Faraday. La unidad es foco energético, fenómeno, átomo, grano tal vez de polvo. Heráclito, maestro del flujo, se deja medir a palmos por Demócrito, el captador de arenas. El río, diría Góngora, se resuelve en un rosario de cuentas.
¿Por qué no imaginar a Demócrito, en aquella hora de la mañana, cuando hablan las Musas según pretendían los poetas, reclinado sobre sus estudios, la frente en la mano, pasajeramente absorto, en uno de aquellos bostezos de la atención que el resto aprovecha para alancear la conciencia con partículas de la realidad circundante, metralla del polvo del mundo, herida cósmica que acaso alimenta las ideas? Un rayo de sol, tibio todavía de amanecer, cruza la estancia como una bandera de luz, como una vela fantasmal de navío. Red vibratoria que capta, en su curso, la vida invisible del espacio, deja ver, a los ojos del filósofo atónito, todo ese enjambre de polvillo que llena el aire. Una zarabanda de puntos luminosos va y viene, como cardumen azorado que en vano pretende escapar a la redada de luz. El filósofo hunde la mano en el sol, la agita levemente y organiza torbellinos de polvo. El átomo es el último término de la divisibilidad de la materia. En la intención al menos, porque cada vez admite divisores más íntimos. Sin el átomo, la materia sería destrozable y no divisible. Todo conjunto es una suma, un acuerdo de unidades. Por donde unidad y átomo y polvo vuelven a ser la misma cosa.

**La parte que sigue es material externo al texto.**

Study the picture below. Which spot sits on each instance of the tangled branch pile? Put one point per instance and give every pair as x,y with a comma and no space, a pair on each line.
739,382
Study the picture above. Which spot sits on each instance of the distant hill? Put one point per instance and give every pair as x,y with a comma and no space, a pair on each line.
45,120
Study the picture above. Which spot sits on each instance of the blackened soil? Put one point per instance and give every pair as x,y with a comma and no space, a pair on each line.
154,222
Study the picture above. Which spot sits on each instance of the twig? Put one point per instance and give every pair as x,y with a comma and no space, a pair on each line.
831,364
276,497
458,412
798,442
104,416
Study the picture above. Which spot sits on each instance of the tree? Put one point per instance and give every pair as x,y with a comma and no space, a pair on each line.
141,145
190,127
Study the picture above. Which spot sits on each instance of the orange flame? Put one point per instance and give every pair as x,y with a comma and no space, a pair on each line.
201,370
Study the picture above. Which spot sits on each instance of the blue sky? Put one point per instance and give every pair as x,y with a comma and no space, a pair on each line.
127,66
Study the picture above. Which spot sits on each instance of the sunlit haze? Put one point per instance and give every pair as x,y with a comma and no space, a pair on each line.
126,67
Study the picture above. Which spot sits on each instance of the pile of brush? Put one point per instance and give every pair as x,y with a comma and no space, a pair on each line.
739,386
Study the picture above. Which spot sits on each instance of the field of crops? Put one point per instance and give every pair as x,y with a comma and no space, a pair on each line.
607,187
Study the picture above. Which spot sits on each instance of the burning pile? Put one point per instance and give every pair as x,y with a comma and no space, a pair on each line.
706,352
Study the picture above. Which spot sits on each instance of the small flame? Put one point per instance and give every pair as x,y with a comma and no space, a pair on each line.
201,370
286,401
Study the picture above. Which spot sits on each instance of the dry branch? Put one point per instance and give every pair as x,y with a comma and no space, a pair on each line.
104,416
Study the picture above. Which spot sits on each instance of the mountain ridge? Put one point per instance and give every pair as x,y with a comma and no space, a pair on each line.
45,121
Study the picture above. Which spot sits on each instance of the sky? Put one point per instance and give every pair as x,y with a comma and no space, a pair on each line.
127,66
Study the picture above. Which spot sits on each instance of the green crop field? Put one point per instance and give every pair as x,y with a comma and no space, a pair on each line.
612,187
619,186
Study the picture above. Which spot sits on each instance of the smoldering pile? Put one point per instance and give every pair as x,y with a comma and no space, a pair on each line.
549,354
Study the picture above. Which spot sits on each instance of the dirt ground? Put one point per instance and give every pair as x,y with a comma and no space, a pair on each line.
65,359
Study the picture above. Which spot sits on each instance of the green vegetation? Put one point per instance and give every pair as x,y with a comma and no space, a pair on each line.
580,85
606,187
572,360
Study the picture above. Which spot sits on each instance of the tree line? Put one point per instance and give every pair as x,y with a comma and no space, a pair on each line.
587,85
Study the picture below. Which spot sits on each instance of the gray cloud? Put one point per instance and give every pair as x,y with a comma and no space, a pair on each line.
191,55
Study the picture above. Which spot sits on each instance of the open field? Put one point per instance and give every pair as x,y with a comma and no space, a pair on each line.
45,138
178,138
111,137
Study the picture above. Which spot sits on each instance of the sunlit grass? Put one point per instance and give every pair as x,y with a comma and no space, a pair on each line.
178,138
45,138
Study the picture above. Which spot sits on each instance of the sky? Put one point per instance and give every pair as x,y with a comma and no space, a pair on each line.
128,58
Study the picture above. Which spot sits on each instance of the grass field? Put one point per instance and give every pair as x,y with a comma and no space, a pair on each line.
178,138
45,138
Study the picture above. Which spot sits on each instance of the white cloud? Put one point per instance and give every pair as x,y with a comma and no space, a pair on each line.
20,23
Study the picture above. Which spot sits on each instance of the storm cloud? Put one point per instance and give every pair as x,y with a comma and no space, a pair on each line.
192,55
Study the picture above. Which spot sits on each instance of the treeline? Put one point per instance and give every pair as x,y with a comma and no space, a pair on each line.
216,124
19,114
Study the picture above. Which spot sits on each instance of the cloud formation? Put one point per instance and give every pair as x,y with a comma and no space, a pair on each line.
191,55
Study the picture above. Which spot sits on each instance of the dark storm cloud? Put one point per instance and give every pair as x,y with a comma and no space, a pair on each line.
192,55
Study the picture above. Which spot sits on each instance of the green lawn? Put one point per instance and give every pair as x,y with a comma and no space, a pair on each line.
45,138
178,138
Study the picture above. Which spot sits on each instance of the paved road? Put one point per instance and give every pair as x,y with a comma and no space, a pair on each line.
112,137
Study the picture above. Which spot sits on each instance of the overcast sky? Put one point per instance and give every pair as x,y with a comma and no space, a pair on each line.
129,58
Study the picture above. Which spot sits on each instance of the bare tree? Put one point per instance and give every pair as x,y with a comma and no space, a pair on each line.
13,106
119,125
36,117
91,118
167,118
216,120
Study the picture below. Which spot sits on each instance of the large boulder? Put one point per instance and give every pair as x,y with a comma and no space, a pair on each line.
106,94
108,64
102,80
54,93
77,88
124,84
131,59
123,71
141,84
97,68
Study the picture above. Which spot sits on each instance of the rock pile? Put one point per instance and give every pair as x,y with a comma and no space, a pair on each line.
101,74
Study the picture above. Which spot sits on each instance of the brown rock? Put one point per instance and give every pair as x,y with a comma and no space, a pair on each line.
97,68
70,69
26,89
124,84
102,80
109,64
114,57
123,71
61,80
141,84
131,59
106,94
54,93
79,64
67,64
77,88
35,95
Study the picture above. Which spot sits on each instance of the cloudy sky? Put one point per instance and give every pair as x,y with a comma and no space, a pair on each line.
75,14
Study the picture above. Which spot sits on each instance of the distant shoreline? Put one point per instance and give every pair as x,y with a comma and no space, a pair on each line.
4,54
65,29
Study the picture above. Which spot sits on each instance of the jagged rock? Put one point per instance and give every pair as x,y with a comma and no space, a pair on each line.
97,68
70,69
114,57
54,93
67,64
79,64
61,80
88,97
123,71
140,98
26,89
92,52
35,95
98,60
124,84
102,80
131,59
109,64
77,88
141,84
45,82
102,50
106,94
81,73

En sus cuadros provisionales, la ciencia no ha concedido aún la dignidad que le corresponde al estado pulverulento, junto al gaseoso, al líquido y al sólido. Tiene, sin duda, propiedades características, como su aptitud para los sistemas dispersos o coloidales —donde acaso nace la vida—, y como también —tal vez por despliegue de superficie— su disposición para la catálisis, esta misteriosa influencia de la materia que tanto se parece ya a la guardia vigilante de un espíritu ordenador. ¿Será que el polvo pretende, además, ser espíritu? ¿Y si fuera el verdadero dios?